I never knew him

I read last week that chairmaker Dave Sawyer passed away. I never knew him, but I felt very connected to his work through our many mutual friends. Over the past ten years or so I’ve been working on this idea in my head (and down on “paper” well, really this screen) about the people who taught me woodworking and about others, like Dave, who were part of what I call my “Craft Genealogy.” My intention is for it to be a book, but it’s a long ways off. 

Dave Sawyer, c. 1981 photo by Drew Langsner

Four people who were huge influences on me were Jennie Alexander, Drew Langsner, Daniel O’Hagan and Curtis Buchanan. Dave was close friends with all of them, and their stories are intertwined. 

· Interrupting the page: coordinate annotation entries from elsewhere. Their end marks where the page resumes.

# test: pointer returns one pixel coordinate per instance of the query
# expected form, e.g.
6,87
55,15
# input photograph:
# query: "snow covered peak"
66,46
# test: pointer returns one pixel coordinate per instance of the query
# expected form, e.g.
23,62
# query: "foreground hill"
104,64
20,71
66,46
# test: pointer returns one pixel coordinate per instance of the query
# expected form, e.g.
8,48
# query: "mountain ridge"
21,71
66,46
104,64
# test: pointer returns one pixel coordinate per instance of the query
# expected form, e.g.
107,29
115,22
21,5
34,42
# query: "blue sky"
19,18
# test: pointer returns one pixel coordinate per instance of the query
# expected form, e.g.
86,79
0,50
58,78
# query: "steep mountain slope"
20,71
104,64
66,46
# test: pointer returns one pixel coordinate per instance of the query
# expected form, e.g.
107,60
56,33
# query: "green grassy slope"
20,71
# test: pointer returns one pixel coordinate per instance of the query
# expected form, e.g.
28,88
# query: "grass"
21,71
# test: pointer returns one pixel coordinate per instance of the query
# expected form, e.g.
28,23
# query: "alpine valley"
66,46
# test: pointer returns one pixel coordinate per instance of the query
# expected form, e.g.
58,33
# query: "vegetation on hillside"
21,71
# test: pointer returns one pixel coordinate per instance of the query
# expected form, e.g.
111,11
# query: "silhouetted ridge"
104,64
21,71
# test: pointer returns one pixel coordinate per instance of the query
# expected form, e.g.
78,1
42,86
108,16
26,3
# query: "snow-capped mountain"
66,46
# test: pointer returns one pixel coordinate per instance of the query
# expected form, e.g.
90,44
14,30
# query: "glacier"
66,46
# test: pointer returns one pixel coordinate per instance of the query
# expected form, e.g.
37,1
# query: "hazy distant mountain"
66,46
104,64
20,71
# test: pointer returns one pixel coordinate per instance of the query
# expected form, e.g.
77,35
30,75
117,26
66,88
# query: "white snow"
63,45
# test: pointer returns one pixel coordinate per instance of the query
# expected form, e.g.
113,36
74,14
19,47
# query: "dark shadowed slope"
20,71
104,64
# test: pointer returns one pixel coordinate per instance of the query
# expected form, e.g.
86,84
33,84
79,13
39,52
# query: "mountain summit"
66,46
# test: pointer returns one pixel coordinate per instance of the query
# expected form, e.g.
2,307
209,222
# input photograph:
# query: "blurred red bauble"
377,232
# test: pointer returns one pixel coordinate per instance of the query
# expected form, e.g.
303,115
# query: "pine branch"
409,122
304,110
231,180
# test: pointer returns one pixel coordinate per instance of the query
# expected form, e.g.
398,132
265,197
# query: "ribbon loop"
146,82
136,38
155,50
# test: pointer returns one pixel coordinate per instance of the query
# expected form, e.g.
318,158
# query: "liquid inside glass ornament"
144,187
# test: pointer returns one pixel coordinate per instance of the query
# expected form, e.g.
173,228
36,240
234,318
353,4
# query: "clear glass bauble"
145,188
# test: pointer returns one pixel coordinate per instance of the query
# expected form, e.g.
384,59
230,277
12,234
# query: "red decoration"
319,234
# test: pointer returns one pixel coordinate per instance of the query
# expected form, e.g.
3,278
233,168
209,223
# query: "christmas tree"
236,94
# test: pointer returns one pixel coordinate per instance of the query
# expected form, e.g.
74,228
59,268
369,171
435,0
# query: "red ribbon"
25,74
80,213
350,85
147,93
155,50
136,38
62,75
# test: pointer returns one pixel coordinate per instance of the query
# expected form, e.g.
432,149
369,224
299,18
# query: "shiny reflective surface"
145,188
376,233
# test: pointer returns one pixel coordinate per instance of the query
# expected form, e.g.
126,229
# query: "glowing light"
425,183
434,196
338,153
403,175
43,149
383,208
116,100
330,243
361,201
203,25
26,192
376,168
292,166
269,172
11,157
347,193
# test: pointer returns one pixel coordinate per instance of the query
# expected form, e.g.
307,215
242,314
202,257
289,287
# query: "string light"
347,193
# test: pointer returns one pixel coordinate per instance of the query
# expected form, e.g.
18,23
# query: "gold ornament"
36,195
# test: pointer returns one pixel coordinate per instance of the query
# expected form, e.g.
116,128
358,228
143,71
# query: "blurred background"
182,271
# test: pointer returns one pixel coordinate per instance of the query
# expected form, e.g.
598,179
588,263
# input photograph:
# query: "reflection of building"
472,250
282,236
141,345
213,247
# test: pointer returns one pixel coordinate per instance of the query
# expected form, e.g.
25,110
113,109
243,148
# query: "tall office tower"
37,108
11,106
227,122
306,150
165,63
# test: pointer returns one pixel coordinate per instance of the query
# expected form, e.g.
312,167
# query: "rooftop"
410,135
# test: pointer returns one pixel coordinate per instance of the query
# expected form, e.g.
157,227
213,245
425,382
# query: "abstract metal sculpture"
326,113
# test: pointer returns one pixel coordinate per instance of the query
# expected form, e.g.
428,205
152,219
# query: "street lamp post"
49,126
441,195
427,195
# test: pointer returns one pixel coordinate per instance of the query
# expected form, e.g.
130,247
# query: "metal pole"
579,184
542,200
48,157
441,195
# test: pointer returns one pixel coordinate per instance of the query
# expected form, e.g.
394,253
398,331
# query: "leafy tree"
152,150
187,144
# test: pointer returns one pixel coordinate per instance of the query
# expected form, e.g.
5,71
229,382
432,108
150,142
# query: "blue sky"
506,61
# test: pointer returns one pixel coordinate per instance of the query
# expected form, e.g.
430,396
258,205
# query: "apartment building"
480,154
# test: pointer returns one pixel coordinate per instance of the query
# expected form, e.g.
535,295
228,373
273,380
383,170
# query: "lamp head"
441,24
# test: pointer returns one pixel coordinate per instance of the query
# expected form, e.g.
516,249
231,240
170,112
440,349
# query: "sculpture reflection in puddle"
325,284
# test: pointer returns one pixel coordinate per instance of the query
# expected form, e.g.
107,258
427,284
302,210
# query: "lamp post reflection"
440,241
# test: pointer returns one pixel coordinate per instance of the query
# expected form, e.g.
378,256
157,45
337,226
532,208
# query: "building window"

I worked most closely with Alexander and Langsner; in and out of their homes on a regular basis. When Jennie was getting older we often spoke of what would happen when she went to the “boneyard.” Among the concerns were what academics call her “papers.” These eventually went to Winterthur Museum’s research library, where I then began to sift through them, all the way back to about 1973 or 74. The pandemic interrupted that research – but I’ll pick it back up before too much longer. 

PF JA Theo; photo Drew Langsner

I knew Alexander as well as anyone did. From time to time, I used to ask how she came to write her book back in the 1970s. “It was in the air” she used to say. “If I didn’t write it, someone else would.”

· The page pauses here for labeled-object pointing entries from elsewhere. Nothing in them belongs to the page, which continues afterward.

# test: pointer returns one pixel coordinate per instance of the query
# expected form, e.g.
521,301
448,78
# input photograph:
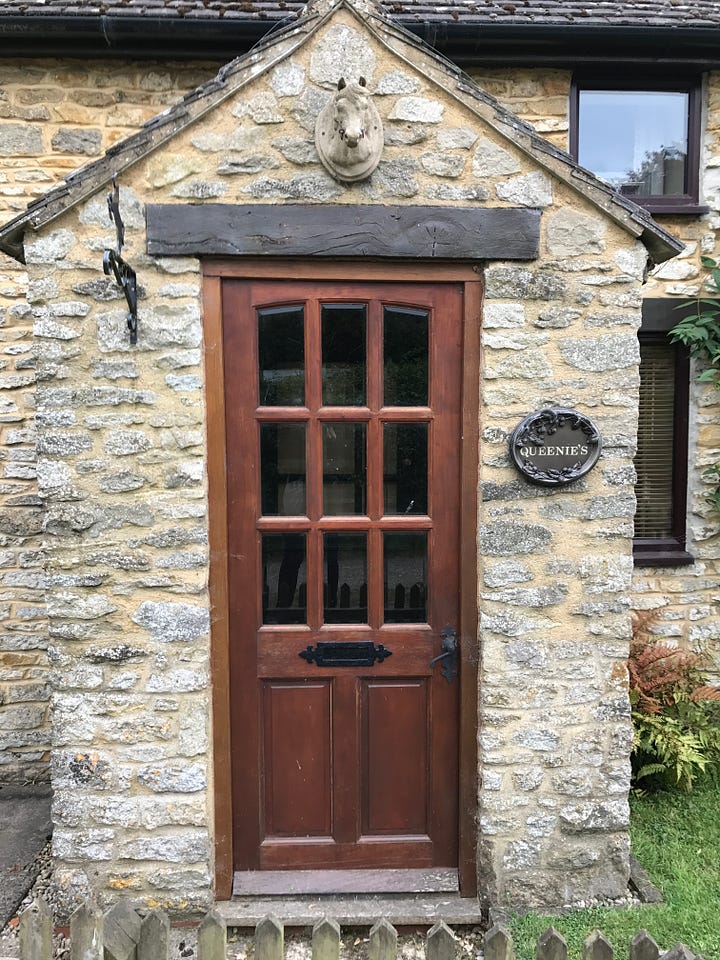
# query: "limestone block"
503,315
50,247
417,110
171,622
394,178
123,443
490,160
595,816
451,192
317,186
505,573
397,82
177,681
287,79
537,739
344,52
94,213
513,624
528,190
398,134
75,140
190,847
443,164
200,189
168,168
521,854
188,778
456,138
606,353
296,150
309,104
21,140
263,108
571,234
519,283
676,270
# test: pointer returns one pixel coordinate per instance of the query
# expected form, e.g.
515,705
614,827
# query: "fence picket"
121,932
86,933
440,943
643,947
212,937
269,939
596,947
326,940
679,952
36,932
551,945
154,937
382,944
498,944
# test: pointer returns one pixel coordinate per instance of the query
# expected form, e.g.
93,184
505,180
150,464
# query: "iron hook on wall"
113,262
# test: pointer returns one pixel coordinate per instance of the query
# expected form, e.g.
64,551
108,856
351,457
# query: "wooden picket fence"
121,934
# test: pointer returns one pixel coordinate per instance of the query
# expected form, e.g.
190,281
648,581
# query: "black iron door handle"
448,656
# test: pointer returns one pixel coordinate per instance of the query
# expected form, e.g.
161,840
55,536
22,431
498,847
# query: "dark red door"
343,439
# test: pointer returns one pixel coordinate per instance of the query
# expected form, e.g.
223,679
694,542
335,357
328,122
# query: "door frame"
214,272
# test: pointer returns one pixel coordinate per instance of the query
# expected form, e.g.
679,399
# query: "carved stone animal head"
348,132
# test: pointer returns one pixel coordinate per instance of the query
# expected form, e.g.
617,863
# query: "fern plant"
675,712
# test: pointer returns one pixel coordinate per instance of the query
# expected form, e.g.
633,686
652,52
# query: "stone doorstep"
354,911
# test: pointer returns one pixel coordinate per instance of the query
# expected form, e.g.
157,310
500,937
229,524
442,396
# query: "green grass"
676,837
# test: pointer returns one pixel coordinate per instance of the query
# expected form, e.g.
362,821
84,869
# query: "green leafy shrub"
675,712
700,332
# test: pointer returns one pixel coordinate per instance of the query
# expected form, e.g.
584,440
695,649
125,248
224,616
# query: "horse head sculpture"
348,132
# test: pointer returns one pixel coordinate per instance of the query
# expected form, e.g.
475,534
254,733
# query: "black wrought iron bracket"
125,276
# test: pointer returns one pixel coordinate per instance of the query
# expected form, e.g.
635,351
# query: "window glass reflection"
646,153
405,467
282,468
345,587
284,578
281,348
405,557
343,354
405,344
344,469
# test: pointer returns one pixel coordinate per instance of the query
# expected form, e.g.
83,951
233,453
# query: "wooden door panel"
395,757
349,766
296,763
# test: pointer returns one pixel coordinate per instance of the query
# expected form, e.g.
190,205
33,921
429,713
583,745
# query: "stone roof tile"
670,13
160,129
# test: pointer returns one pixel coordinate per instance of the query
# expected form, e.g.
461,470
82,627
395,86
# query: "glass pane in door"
343,354
284,578
344,469
345,586
405,467
282,469
405,344
405,557
281,354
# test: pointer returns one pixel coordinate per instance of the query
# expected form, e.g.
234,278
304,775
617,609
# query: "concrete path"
25,827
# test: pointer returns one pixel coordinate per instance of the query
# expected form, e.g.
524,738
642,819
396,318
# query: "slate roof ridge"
86,181
669,13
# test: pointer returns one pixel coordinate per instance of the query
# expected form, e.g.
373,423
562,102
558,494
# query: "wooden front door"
343,424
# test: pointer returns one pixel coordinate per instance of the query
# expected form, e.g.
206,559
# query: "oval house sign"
555,446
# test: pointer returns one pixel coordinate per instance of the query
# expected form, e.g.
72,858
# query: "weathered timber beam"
315,230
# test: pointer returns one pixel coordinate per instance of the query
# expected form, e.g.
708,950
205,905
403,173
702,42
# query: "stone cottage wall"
121,467
685,598
54,116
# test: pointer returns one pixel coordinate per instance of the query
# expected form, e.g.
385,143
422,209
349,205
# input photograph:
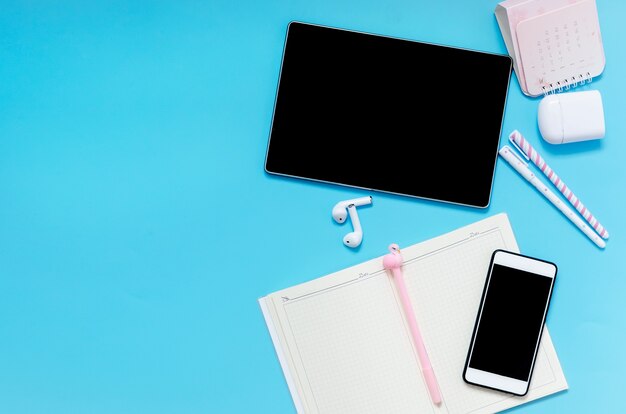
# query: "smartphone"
510,322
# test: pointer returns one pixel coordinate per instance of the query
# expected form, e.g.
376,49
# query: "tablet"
388,114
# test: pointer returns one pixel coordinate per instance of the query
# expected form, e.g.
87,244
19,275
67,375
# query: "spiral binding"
566,84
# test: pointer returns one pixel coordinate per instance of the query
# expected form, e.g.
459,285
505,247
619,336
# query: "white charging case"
571,117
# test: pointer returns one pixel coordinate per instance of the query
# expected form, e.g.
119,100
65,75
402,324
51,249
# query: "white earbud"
354,238
340,212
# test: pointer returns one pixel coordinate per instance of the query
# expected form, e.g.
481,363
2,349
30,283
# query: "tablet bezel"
379,189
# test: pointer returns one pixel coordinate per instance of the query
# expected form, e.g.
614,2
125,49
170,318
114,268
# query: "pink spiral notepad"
555,44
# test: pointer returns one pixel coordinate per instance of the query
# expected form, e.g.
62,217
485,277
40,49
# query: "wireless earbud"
340,212
354,238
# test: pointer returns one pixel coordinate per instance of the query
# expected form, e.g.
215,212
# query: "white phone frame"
490,379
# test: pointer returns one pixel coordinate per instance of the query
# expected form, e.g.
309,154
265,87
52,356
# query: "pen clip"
513,141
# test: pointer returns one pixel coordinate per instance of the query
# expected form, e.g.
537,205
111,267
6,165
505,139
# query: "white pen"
520,166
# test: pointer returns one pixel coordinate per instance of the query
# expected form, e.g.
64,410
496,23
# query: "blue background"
138,227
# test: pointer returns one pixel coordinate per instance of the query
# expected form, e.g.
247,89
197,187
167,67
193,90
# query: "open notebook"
345,347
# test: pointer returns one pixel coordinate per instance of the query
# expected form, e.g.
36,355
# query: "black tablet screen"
388,114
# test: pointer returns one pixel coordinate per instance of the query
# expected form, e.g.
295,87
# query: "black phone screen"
511,322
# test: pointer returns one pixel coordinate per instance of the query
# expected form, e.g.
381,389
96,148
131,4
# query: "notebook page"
345,342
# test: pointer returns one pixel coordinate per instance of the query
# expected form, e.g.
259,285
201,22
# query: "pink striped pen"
530,153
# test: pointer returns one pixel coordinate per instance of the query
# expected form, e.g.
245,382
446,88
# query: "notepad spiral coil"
567,83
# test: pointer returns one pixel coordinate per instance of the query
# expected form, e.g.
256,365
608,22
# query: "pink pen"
393,262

In the mid-1970s, Alexander was a very-part-time woodworker. A busy lawyer with a young family, she could only work her chair stuff on sporadic weekends and holidays here & there. Many of us begin that way, squeezing in our craft when real life allows us some hours here & there. She learned mostly by studying old chairs in museum collections and experimenting with the tools and materials. And asking questions of anyone who might know something.

J. Alexander, c. 1978

Through a couple different connections, JA was told of someone in New Hampshire who made chairs “the old way…” or something like that. And so, in 1976 Alexander wrote to Dave Sawyer and introduced himself and his chairs. And that connection pushed JA’s chairmaking further along than anything before.

So yes, chairmaking “was in the air” – but what I found out when I began studying JA’s letters is that it was in the air around Dave Sawyer.

Dave Sawyer at Country Workshops, early 1980s, photo by Drew Langsner

Unlike Alexander, Sawyer was a full-time craftsman, at that point, making wooden hay forks and ladderback chairs. So Alexander would fire off questions in the mail & Dave would send ideas and comments back and forth. Eventually they got together in New Hampshire and down in Baltimore. From that beginning, they became lifelong friends. 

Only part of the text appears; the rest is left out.